I already blogged about the composition of the Commission and as to how the Commission scheduled the so-called "public hearings" where both the composition and how the "public hearings" are scheduled suggests that the Commission is not serious about its role in changing the situation where attorney discipline is used not for protection of the public, but as a shield for politically connected attorneys and as a sword against critics of such attorneys' misconduct and against misconduct in the judiciary and other branches of the government.
I would like to note once again the point that I made earlier in my blogs in connection with discussion of the case North Carolina Board of Dental Examiners v Jacobs, a case decided by the U.S. Supreme Court that was vigorously opposed by multiple bar associations as bringing about the doom to the way discipline is imposed - by stripping the so-called immunity from lawsuits for actions violating anti-monopoly federal laws of the United States against members of disciplinary committees who are practicing attorneys and players in the same market themselves.
In that blog, posted before the U.S. Supreme Court has made its decision actually stripping the immunity for monopolistic activities of attorney members of disciplinary committees, and before I filed the currently pending request with the Federal Trade Commission to investigate and prosecute all attorney disciplinary committees in New York State for monopolistic activities, as the U.S. Supreme Court provided in North Carolina Board of Dental Examiners v Jacobs, I raised an issue pertaining to the oral arguments in that case that I've heard (audio recordings of oral arguments before the U.S. Supreme Court is publicly available on the Internet).
The issue was raised by one of the U.S. Supreme Court judges - isn't it appropriate to have experts "serve" on such committees, and who other than dentists (or, in the case of the Statewide Commission - attorneys) would know better the ins and outs of the practice of their profession, to see whether an attorney violated rules of ethics and of professional conduct, whether discipline is necessary, and what kind of discipline is necessary.
My response to that question - then and now - is:
Problem No 1 - the role of an expert in any litigation is that of EDUCATOR OF THE FACTFINDER, and only when the factfinder NEEDS such education.
An expert whose knowledge is being used in litigation to inform the factfinder may never BE the factfinder, may never be conflated with the factfinder.
In fact, in all jury trials, attorneys for parties painstakingly weed out attorneys and legal experts from the jury, so that the factfinders make their determinations only on evidence presented, and not be swayed by pre-conceived notions of experts on the jury.
Problem No. 2 - an expert in New York state is not allowed to testify on the ultimate issue of litigation. It is a settled rule. Putting an expert as part of the factfinder undermines that rule.
Problem No. 3 - Moreover, even when the expert's knowledge is required, that expert must be NEUTRAL - another must.

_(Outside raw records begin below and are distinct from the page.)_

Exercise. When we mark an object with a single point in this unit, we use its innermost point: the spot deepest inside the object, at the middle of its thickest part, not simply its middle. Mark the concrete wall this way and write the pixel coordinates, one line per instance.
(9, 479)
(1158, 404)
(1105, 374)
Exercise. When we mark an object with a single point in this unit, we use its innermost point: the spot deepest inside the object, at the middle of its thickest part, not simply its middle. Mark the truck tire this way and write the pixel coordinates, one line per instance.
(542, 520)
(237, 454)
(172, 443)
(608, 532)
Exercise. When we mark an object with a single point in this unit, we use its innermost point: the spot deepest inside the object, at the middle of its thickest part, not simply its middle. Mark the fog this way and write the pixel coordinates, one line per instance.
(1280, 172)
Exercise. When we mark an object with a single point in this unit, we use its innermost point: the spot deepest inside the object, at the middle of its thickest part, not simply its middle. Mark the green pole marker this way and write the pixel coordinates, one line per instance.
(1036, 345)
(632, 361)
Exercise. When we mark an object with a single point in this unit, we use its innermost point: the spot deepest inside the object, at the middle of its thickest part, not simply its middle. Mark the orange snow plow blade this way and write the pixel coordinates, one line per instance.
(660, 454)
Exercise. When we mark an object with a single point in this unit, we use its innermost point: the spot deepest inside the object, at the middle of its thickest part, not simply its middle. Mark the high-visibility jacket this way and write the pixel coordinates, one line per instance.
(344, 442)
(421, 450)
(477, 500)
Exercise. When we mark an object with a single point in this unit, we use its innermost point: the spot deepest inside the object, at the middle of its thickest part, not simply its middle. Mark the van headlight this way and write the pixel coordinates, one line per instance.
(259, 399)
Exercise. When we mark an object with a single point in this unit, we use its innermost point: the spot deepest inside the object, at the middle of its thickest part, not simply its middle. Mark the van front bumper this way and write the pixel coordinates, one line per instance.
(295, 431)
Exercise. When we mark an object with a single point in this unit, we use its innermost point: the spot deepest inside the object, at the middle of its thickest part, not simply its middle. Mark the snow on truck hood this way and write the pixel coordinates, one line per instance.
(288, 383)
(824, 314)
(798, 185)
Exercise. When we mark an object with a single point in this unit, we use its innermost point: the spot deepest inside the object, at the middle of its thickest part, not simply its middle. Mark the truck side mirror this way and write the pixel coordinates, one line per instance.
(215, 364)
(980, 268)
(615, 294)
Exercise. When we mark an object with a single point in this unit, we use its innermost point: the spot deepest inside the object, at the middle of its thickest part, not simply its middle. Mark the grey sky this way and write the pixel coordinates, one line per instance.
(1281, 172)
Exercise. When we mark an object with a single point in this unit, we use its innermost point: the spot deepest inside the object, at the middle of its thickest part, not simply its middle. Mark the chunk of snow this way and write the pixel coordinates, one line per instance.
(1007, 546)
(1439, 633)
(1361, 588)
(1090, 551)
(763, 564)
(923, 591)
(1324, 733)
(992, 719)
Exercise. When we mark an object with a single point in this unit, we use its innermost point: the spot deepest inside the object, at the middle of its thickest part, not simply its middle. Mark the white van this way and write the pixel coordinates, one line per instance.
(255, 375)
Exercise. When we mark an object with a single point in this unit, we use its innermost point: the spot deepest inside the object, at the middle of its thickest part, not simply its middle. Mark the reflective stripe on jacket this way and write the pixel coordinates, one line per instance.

When the so-called expert has a vested financial interest in the market he is testifying about, when the expert is deriving income from that market as a participant in that market, his or her testimony is tainted and is inadmissible as a matter of due process, fairness and equity.
Expert neutrality is a well settled rule.
Problem No. 4 - there is no jury to sway on that Commission, all other members-factfinders have vested interest in preserving the status quo, as bad and as stinking as it is at this time.
With that in mind, I would like to focus on two individuals chosen by Judge Lippman to "serve" on the Statewide Commission for attorney discipline.
One is professor Stephen Gillers.
The other is professor Hal Lieberman.
I was educated in law school in legal ethics on books of professor Stephen Gillers. Those books are still actively sold on Amazon.com and, I am sure, law students all over the country are being taught about "legal ethics" based on Professor Gillers' law books.
The problem with professor Stephen Gillers on the Commission is problems No. 1 and No. 2, and, I would say, to a certain degree No. 3 - an expert-factfinder, an expert on the jury. Even if the factfinder would consist, as it should have, of a cross-section of members of the public, since the purpose of attorney discipline is protection of the public, presence of an expert as part of the factfinder rather than as an expert whose opinion is consulted by the factfinder without including the expert into the decisionmaking.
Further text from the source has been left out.